Command line options:

  • --png to test PNG files instead of SVG
  • --throttle=N for CPU throttling (e.g. --throttle=4 for 4x slowdown)
  • --output=file.json for custom output filename

I played with the throttle and without, and the results didn't change in the grand scheme of things. Other than, of course, just the absolute time values being greater in slower CPUs.

Run!

After all the images were generated and converted, I ran:

node measure.js --svg --output=results-svg.json

and

node measure.js --png --output=results-png.json

Results!

You can head out to chart.html to see for yourself.

SVG results (all files)

SVG INP results - all files

SVG results (files <= 1MB)

SVG INP results - small files

PNG results

PNG INP results

Overall, the performance observer INP and the profiler INP are pretty close so that's nice.

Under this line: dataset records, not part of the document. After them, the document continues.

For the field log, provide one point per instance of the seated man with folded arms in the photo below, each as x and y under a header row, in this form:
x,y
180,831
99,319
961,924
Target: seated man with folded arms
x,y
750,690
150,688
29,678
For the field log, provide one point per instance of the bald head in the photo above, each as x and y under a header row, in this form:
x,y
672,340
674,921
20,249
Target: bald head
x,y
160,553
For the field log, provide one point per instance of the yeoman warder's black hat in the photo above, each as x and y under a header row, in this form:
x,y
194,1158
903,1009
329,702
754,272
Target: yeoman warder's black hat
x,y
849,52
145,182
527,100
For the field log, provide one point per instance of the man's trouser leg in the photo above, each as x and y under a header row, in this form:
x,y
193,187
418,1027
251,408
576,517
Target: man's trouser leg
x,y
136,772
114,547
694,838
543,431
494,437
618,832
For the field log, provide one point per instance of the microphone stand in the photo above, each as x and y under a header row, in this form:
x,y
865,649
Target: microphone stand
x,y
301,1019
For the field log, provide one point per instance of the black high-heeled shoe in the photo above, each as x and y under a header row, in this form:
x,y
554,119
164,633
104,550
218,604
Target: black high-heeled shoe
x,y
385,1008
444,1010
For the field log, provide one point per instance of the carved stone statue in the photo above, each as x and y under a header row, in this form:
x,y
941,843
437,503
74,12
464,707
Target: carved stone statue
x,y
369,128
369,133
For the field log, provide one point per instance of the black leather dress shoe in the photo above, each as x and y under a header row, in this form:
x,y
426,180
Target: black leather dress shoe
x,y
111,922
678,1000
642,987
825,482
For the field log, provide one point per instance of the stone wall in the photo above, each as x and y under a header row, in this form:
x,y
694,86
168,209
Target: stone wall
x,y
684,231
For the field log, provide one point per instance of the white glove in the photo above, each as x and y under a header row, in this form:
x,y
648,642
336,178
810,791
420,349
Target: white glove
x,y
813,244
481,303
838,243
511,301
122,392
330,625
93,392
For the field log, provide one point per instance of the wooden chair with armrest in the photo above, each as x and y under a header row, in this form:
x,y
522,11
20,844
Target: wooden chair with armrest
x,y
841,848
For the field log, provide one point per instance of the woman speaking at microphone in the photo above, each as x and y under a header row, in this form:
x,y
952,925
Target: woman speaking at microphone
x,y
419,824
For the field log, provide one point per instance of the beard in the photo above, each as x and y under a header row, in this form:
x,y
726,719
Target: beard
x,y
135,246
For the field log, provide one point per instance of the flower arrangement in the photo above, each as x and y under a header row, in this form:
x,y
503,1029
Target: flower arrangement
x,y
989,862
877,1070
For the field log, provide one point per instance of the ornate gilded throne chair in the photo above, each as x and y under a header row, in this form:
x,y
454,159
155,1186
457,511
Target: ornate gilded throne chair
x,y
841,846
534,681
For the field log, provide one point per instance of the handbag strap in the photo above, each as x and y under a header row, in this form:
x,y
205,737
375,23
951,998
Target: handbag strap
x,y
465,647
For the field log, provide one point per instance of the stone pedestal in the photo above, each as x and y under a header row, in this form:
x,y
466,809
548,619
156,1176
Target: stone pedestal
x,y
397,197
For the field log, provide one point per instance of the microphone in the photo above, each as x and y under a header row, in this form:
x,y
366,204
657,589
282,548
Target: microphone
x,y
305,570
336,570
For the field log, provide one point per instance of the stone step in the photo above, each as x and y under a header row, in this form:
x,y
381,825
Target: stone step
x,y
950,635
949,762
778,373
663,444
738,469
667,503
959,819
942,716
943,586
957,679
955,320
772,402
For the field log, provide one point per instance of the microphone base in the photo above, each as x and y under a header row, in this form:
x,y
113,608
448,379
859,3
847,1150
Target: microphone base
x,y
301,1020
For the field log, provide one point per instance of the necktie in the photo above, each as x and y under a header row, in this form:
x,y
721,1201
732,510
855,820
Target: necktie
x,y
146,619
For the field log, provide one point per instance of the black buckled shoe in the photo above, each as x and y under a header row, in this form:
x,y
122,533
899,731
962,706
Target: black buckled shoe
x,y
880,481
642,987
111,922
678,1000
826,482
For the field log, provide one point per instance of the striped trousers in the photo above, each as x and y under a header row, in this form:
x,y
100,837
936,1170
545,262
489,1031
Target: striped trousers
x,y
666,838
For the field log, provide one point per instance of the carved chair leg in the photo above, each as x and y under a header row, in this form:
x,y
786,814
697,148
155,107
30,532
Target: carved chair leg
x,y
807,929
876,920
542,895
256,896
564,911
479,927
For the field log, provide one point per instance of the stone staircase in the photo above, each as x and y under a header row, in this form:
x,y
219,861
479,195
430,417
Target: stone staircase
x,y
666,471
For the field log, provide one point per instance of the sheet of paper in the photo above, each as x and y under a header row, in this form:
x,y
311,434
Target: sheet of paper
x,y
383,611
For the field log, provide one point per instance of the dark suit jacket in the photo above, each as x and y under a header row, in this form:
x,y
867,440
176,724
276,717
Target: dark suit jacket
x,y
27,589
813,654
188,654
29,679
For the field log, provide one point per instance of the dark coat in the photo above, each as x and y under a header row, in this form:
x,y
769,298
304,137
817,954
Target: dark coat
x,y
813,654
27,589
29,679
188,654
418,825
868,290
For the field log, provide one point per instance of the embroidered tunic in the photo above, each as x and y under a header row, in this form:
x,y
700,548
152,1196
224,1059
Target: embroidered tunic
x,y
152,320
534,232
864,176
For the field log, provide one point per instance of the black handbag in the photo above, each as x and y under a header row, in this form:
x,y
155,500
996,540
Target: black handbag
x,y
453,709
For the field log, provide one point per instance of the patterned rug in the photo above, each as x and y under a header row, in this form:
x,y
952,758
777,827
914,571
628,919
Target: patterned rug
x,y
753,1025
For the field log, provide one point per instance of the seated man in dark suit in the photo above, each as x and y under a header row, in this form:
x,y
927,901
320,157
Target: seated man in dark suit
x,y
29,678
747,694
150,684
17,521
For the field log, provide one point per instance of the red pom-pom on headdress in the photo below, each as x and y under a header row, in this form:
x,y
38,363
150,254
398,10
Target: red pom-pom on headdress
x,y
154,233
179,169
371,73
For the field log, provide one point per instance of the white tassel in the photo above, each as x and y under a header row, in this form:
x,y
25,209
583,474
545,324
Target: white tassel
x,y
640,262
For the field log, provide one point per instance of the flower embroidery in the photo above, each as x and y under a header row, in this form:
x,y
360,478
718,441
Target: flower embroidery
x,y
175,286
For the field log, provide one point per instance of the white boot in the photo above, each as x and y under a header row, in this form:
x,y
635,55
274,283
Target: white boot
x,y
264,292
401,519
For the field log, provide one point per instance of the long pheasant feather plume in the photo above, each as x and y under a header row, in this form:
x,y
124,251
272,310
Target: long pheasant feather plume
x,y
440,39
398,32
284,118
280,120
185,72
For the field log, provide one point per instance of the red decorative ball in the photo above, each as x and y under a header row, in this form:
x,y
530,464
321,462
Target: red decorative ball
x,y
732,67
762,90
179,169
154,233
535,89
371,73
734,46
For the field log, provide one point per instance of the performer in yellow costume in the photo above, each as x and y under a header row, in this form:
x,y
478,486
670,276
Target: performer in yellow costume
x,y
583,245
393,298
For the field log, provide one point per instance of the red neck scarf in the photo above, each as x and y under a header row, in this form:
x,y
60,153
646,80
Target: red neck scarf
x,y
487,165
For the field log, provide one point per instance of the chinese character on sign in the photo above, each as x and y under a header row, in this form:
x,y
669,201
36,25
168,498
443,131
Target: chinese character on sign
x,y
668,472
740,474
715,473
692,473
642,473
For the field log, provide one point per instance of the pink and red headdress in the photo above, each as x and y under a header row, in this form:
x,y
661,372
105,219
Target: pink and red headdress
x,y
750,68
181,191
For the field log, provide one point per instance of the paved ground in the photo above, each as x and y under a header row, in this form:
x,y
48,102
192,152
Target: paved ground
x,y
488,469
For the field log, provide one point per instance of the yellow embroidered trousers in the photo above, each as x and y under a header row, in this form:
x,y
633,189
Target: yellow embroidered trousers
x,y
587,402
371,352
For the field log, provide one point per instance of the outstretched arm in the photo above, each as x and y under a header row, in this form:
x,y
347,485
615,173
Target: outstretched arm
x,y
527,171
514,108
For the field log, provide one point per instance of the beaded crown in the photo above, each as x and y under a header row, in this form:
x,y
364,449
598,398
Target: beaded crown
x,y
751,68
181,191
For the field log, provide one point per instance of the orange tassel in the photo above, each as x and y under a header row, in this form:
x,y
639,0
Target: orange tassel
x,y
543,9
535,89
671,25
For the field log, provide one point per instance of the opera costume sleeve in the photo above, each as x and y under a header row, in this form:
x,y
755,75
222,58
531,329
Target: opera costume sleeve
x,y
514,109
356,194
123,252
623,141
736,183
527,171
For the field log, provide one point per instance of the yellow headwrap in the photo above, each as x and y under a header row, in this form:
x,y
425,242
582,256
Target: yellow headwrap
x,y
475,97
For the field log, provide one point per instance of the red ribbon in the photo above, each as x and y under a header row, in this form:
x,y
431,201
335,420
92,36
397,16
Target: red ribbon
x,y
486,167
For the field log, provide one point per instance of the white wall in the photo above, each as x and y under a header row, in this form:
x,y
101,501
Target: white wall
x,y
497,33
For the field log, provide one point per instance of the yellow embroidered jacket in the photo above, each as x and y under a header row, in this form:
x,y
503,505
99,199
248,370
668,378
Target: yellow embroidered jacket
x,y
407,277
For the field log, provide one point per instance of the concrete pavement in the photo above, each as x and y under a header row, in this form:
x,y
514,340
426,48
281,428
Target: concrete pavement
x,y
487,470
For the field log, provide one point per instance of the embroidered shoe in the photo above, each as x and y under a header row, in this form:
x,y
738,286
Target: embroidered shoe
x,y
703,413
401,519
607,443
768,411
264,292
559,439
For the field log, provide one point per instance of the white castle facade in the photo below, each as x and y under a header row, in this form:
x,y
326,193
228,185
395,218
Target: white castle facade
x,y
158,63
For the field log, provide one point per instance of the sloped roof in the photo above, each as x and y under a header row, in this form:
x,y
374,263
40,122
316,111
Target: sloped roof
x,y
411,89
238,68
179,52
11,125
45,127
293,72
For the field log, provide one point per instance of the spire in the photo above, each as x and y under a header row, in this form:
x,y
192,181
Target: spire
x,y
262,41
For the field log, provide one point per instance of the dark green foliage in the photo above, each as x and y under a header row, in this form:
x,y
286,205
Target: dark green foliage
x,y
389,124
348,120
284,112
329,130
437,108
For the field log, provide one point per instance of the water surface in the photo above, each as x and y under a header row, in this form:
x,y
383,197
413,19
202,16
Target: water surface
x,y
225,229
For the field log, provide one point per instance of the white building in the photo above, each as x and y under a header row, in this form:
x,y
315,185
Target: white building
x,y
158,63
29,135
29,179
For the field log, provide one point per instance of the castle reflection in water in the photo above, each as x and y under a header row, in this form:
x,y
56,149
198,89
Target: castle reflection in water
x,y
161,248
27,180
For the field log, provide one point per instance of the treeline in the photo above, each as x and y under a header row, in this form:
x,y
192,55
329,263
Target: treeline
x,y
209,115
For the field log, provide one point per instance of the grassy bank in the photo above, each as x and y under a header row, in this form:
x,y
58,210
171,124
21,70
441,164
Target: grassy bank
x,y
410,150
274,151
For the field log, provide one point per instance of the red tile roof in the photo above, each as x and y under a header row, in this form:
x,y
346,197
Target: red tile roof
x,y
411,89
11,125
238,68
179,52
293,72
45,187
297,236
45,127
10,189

The rendering of SVGs has a curious stepped progression. Basically, any file smaller than 400K takes about the same time to render. Then we see a jump in rendering times and then the next jump is at around 1.2MB. And so on on.

With PNGs, also there seems to be a step although it's hard to tell from that data because we don't have many files between one and two MBs.

In terms of comparison, regardless of the file format, images under 400K will render in about the same time. When you go to larger files, especially much larger, PNGs seem to render faster.

BTW, here is an example of what the generated images look like, this is the 60K one:

test_60KB example

The bigger ones just have more shapes one on top of another to make the filesizes greater.